Selanjutnya, berdasarkan rumusan masalah maka dirumuskan pertanyaan-pertanyaan penelitian sebagai berikut.

1. Bagaimanakah kondisi pembelajaran IPS di SMP Surakarta ?

2. Bagaimanakah pengembangan model konseptual pembelajaran IPS berbasis nilai budaya lokal batik klasik di SMP yang dapat mengembangkan kompetensi dan menguatkan jati diri bangsa?

3. Bagaimanakah efektivitas model pembelajaran IPS berbasis nilai budaya lokal batik klasik di SMP dalam mengembangkan kompetensi dan menguatkan jati diri bangsa?

C. Tujuan Penelitian


(5)

1. Mendeskripsikan proses pembelajaran IPS di SMP Surakarta.

2. Mengembangkan model pembelajaran IPS berbasis nilai budaya batik klasik di SMP Surakarta yang dapat mengembangkan kompetensi dan menguatkan jati diri bangsa.

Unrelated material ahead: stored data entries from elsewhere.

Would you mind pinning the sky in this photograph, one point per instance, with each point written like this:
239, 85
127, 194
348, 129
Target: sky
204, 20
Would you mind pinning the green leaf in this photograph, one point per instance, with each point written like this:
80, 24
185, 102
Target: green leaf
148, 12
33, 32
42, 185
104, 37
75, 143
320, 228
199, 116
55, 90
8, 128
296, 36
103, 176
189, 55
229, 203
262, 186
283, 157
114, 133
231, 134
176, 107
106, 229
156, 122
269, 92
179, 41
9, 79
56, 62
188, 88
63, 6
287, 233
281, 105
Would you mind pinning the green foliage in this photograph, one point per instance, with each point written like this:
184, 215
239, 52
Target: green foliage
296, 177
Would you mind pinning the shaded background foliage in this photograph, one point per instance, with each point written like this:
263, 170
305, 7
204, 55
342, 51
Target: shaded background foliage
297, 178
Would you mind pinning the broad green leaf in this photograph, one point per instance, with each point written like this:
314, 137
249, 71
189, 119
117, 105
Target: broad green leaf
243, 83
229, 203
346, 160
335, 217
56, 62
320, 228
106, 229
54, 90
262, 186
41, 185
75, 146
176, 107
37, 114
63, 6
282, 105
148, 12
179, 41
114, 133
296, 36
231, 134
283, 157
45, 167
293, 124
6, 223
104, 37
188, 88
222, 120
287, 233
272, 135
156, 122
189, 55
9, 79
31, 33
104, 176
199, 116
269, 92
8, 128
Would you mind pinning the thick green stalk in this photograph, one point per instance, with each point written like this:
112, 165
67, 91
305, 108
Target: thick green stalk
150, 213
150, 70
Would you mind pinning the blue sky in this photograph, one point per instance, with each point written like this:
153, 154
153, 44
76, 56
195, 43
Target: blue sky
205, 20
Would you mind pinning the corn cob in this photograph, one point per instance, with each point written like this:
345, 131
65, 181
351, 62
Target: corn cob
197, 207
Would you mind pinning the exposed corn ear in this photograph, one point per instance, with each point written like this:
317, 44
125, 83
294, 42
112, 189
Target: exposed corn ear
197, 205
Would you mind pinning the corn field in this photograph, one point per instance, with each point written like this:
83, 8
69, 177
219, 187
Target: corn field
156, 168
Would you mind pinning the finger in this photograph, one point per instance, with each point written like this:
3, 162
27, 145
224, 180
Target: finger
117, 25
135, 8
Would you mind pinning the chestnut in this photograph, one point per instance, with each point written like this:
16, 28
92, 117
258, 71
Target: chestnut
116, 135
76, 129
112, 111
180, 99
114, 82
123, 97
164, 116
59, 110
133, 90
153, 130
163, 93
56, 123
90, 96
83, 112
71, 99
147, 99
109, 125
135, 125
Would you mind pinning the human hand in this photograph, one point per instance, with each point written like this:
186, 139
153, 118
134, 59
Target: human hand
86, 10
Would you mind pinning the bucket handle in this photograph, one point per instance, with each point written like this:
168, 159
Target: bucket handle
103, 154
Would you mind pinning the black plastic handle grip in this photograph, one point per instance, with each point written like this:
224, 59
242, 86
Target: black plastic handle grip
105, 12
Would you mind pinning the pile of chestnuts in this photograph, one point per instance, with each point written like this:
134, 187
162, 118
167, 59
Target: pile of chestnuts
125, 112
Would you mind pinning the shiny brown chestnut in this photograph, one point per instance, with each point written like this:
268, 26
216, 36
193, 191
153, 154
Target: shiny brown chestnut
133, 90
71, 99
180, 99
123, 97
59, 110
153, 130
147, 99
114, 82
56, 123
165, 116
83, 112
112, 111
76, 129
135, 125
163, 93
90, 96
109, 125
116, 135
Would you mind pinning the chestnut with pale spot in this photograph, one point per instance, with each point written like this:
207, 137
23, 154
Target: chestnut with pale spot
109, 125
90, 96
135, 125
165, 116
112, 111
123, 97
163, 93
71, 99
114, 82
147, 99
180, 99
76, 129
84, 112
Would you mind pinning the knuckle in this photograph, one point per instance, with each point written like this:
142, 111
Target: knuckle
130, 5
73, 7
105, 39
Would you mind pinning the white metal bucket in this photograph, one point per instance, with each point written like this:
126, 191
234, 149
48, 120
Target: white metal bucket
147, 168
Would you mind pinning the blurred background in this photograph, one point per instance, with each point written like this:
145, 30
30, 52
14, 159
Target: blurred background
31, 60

3. Menguji efektivitas model pembelajaran IPS berbasis nilai budaya batik klasik di SMP Surakarta dalam meningkatkan kompetensi dan menguatkan jati diri bangsa.

D. Manfaat Penelitian

Produk utama penelitian ini adalah model pembelajaran IPS berbasis nilai budaya lokal batik klasik yang dapat mengembangkan kompetensi dan menguatkan jati diri bangsa peserta didik SMP di Surakarta.

1. Hasil penelitian ini akan menjadi salah satu model yang bermanfaat bagi pengembangan mata pelajaran IPS. Khususnya pengembangan pembelajaran IPS dengan mengintegrasikan nilai budaya dan karakter bangsa.

2. Bagi guru mata pelajaran IPS, penelitian ini bermanfaat untuk menjadi acuan dalam mengembangkan model-model pembelajaran inovatif dan kreatif berkaitan dengan integrasi nilai-nilai budaya dan karakter bangsa dalam pembelajaran IPS di sekolah.

3. Bagi Kepala Sekolah, penelitian ini dapat dijadikan tolok ukur upaya guru dalam mewujudkan pengembangan kompetensi profesionalnya.

4. Bagi peneliti berikutnya, hasil penelitian ini dapat menjadi rujukan dalam mengembangkan model pembelajaran IPS berbasis nilai-nilai budaya lokal.


(6)

5. Bagi LPTK, penelitian ini diharapkan dapat menjadi salah satu masukan guna meningkatkan kualitas lulusan yang kelak akan menghadapi dinamika dan problematika pendidikan dan pembelajaran di sekolah pada khususnya.